Most factories don’t have sufficient access to data that is related to their real-time production. The dilemma this entails can be illustrated in the following example: A factory manager oversees 50 CNC machines and has set a key performance index (KPI) of 200 manufactured pieces per week. The line manager instructs the operators to produce the required quantity and record the production data manually. The recorded data is passed on daily to an assistant who puts it into an enterprise resource planning (ERP) system manually. After one week, the line manager learns to his surprise that only 80 pieces have been produced— far below the set KPI. This raises the question of how managers can readily access real-time production data so that they can take faster action and not wait one week, for example, to restore production.
A lackluster production usually echoes back to any of the three elements of OEE. From the above example, it can be inferred that any machine that shuts down unexpectedly will go undetected for some time due the absence of a proper machine condition monitoring system. Therefore, the availability rate is low due to a long downtime. The challenge is to provide a reliable communication network to capture essential production data and reduce the downtime of the machine.
Solutions to improve the availability rate of machines
The crux is to interpret the working status of the machines at all times during production to reduce downtime and improve network availability in order to ensure maximum uptime.
For many, it is perplexing how real-time production data can prevent unexpected downtime. The simple answer lies in predictive maintenance—for which you need real-time production data. During production, machines generate different types of data, such as machine vibration, motor current, tool level, coolant level, and many more. Based on this data, machine maintenance engineers schedule maintenance tasks (predictive maintenance) to avoid any unexpected machine downtime. However, the data presents itself in different forms.
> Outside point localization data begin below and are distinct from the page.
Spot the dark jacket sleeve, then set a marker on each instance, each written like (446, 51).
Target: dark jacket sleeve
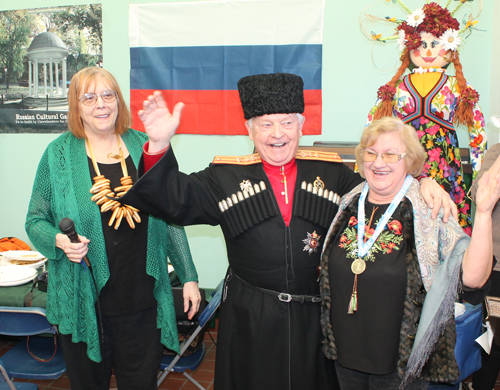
(166, 193)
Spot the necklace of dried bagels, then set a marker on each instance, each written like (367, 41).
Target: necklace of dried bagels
(102, 189)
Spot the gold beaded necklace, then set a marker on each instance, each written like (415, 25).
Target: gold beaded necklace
(102, 190)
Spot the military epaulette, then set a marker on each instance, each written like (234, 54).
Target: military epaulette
(238, 160)
(255, 158)
(318, 155)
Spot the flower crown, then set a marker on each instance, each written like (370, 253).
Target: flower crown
(433, 19)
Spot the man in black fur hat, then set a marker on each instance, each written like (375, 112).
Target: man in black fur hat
(274, 208)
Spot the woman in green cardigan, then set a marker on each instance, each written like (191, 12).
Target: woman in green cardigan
(117, 313)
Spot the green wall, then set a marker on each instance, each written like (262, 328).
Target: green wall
(350, 82)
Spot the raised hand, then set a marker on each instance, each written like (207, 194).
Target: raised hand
(159, 123)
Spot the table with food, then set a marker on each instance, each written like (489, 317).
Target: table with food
(18, 272)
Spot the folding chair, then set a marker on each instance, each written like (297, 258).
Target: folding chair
(20, 361)
(180, 363)
(7, 384)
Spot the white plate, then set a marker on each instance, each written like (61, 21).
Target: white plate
(16, 274)
(23, 255)
(35, 264)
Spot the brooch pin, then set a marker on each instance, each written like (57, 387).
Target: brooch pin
(245, 185)
(312, 242)
(318, 183)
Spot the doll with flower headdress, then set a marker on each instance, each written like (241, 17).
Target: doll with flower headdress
(432, 101)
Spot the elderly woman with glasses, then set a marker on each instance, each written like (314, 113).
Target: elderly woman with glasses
(390, 274)
(117, 311)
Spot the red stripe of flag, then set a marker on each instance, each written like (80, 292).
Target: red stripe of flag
(204, 114)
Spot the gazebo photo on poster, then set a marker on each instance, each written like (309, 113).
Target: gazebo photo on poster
(41, 50)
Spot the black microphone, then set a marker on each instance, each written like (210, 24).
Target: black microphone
(67, 226)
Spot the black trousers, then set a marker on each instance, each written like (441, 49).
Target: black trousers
(356, 380)
(132, 349)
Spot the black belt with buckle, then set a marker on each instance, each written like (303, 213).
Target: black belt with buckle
(283, 297)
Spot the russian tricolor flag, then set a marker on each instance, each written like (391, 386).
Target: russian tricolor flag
(196, 52)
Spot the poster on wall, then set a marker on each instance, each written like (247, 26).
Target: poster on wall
(177, 49)
(40, 50)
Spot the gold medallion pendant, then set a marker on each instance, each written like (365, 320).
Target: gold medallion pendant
(358, 266)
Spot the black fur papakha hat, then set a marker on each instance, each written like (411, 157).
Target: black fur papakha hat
(276, 93)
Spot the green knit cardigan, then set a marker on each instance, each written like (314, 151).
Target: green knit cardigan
(61, 189)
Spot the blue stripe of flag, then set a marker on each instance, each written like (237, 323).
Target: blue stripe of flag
(220, 67)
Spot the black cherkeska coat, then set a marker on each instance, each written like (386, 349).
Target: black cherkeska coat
(263, 343)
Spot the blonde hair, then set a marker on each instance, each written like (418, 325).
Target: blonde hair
(415, 153)
(79, 84)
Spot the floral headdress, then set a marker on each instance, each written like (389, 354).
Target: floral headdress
(440, 22)
(431, 18)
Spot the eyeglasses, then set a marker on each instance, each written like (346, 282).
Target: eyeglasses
(90, 98)
(390, 158)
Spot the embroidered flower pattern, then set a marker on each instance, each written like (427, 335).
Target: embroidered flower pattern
(387, 242)
(439, 139)
(386, 92)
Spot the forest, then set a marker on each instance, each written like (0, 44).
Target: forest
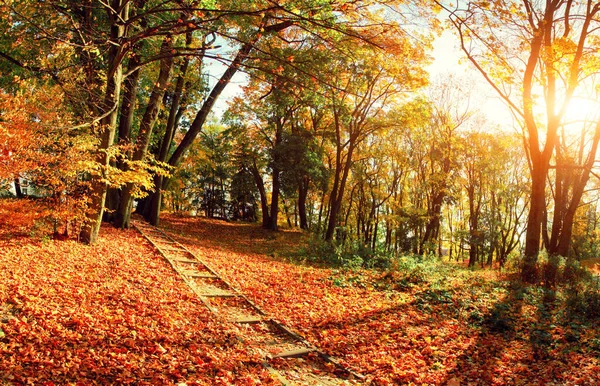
(448, 243)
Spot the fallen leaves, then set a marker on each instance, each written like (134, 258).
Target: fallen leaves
(113, 313)
(417, 334)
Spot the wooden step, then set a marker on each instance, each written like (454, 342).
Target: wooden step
(201, 275)
(187, 261)
(220, 295)
(246, 320)
(174, 249)
(295, 353)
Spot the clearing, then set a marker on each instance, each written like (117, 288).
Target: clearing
(117, 313)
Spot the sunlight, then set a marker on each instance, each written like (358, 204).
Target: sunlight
(582, 110)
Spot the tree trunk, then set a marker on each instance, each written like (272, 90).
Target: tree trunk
(91, 228)
(534, 223)
(18, 191)
(123, 214)
(260, 185)
(302, 194)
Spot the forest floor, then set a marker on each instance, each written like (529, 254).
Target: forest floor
(115, 313)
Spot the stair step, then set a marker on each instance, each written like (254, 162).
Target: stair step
(220, 295)
(201, 275)
(187, 261)
(167, 248)
(295, 353)
(247, 320)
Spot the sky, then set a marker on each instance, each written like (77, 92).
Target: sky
(447, 60)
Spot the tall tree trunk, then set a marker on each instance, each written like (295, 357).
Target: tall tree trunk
(260, 185)
(152, 208)
(302, 194)
(123, 214)
(91, 228)
(537, 208)
(18, 191)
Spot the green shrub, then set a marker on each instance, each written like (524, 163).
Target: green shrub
(352, 255)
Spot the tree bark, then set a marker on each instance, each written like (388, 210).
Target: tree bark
(123, 214)
(91, 227)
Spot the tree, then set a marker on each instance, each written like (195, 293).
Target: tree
(535, 55)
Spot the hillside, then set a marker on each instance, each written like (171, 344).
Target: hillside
(115, 312)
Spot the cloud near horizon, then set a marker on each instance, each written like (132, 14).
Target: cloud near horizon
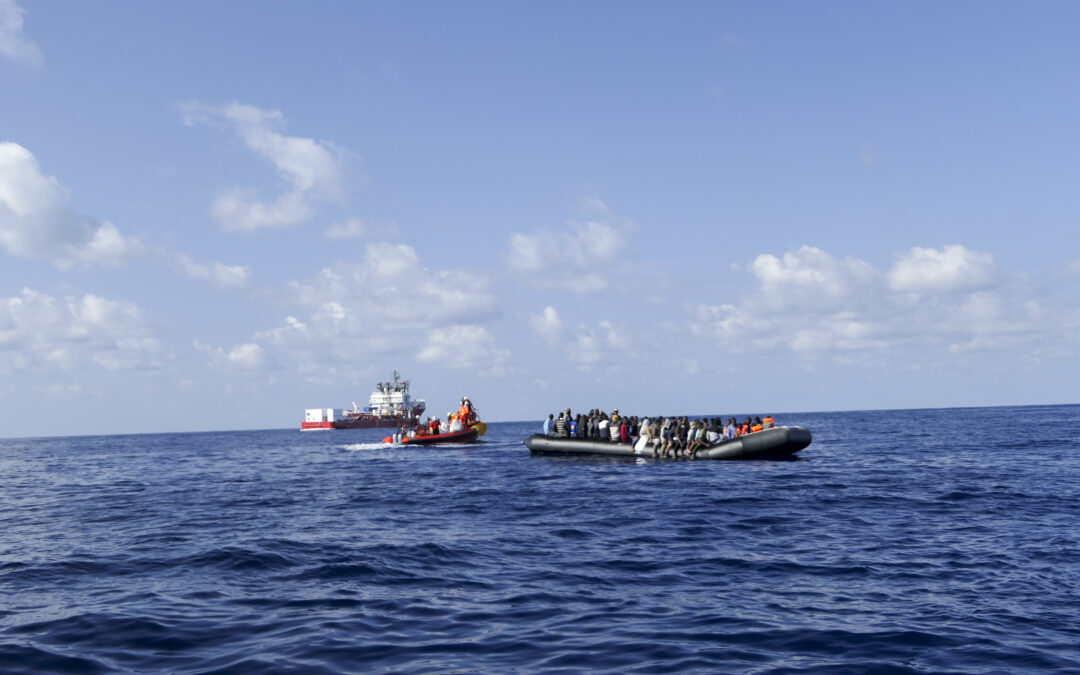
(43, 333)
(387, 304)
(932, 304)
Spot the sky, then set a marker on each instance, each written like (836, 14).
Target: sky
(216, 215)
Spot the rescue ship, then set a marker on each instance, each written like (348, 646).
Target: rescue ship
(390, 406)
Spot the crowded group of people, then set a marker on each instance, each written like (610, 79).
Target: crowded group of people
(666, 436)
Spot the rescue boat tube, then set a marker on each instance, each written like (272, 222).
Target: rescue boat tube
(466, 435)
(766, 444)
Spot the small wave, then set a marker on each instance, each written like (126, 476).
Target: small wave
(23, 659)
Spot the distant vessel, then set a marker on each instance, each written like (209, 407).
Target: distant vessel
(390, 406)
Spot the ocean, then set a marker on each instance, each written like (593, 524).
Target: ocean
(900, 541)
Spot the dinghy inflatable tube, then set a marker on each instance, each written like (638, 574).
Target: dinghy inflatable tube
(769, 443)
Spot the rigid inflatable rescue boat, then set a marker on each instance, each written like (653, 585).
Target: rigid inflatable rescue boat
(466, 435)
(769, 443)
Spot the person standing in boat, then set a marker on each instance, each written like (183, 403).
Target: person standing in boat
(456, 423)
(466, 413)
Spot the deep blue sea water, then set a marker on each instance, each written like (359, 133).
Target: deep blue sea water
(904, 541)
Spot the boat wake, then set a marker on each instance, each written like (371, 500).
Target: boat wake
(364, 446)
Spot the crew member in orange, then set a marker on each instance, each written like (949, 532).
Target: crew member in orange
(466, 413)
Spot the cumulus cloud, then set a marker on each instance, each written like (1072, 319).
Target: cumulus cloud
(359, 228)
(13, 44)
(810, 274)
(945, 270)
(36, 223)
(548, 325)
(387, 304)
(246, 358)
(40, 332)
(464, 347)
(593, 345)
(225, 275)
(810, 302)
(313, 170)
(578, 258)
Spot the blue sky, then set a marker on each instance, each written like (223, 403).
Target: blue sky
(215, 215)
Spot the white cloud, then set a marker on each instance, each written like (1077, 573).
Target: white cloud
(578, 258)
(808, 302)
(387, 304)
(225, 275)
(38, 331)
(36, 223)
(246, 358)
(810, 274)
(13, 44)
(464, 347)
(313, 170)
(605, 342)
(548, 325)
(353, 228)
(950, 269)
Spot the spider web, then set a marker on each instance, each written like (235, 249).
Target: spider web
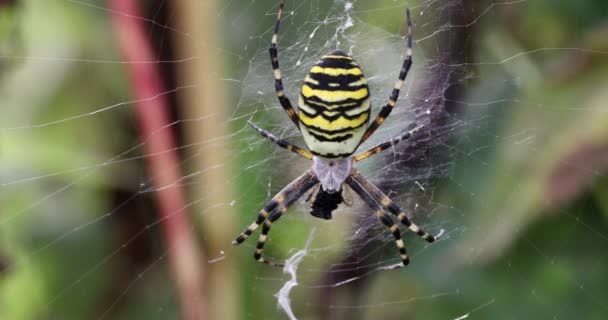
(509, 167)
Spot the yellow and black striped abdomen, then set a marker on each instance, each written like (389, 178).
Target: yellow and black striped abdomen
(334, 106)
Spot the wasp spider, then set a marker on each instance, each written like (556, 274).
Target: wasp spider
(333, 113)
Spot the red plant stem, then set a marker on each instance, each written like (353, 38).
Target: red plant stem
(161, 160)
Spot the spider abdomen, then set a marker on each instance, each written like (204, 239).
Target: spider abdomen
(334, 106)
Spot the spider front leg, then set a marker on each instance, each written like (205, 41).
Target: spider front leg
(385, 145)
(273, 211)
(386, 220)
(390, 206)
(392, 101)
(282, 143)
(278, 79)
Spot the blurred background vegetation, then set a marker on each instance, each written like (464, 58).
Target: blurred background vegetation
(524, 203)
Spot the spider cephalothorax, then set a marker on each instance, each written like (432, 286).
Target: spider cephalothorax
(333, 114)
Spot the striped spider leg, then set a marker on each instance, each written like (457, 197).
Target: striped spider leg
(380, 202)
(392, 101)
(274, 210)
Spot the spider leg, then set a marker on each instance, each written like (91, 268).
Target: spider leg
(282, 143)
(392, 101)
(277, 200)
(390, 206)
(275, 215)
(386, 220)
(274, 209)
(385, 145)
(278, 79)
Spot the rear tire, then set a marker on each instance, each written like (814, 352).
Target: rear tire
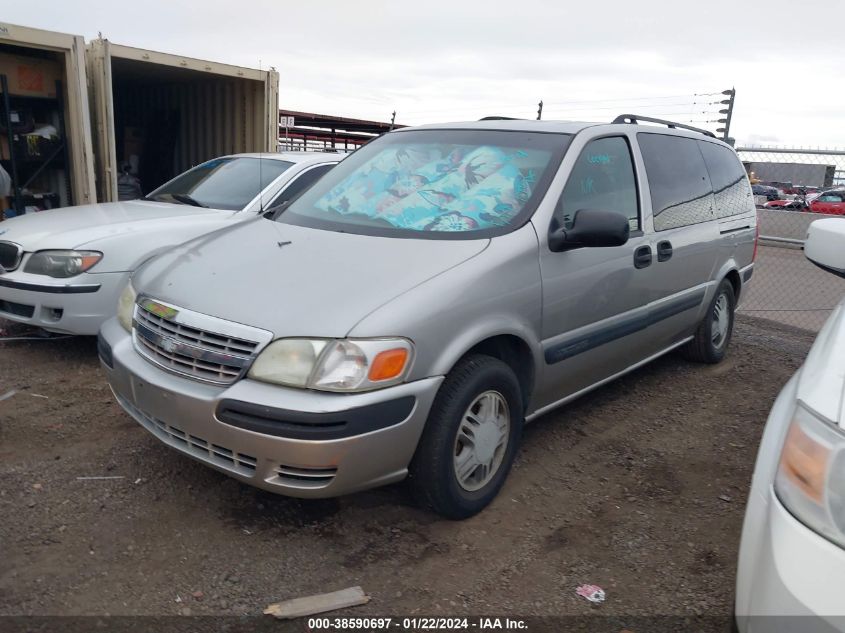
(713, 335)
(470, 438)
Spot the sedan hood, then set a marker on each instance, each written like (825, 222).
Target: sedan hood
(296, 281)
(85, 225)
(822, 383)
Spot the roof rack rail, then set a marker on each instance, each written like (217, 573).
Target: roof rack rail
(636, 118)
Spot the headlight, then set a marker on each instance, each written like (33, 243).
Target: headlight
(334, 365)
(126, 306)
(811, 475)
(61, 264)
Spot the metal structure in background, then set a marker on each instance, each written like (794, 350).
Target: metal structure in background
(726, 131)
(786, 287)
(324, 132)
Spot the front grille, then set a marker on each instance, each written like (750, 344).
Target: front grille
(306, 477)
(191, 351)
(10, 255)
(191, 444)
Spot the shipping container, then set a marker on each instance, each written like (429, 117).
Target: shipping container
(157, 114)
(45, 127)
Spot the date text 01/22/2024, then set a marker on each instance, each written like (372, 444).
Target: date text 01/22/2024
(416, 624)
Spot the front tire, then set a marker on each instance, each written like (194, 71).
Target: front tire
(714, 332)
(470, 439)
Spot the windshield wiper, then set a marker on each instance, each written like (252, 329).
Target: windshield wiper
(184, 198)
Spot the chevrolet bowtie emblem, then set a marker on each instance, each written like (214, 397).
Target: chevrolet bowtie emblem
(158, 309)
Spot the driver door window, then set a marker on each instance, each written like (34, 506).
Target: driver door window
(602, 178)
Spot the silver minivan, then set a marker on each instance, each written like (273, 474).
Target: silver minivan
(436, 290)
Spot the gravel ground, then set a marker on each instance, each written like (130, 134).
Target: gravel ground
(639, 487)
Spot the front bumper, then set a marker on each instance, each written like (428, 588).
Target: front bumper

One is streaming data, which is transmitted in large volumes and requires preprocessing before it is sent to a back-end system. The other is status data, which is transmitted in small volumes and via a transparent method without any preprocessing. Thus, the system has to use different methods to collect both status and streaming data. For status data, the best way is to use transparent data collection. For streaming data, the best method is to use front-end data processing to reduce the amount of data sent so that only valuable data is sent to the backend system. Downsizing is necessary because there will be too much streaming data to transfer all the raw data to a back-end system. In terms of front-end processing, a device with a programmable platform that is designed to handle different formats of streaming data is the best fit for the job. Sometimes, a math function is also required in the programming platform to cope with streaming data. If users only need to process simple status data, then an I/O gateway or protocol gateway offers the best solution.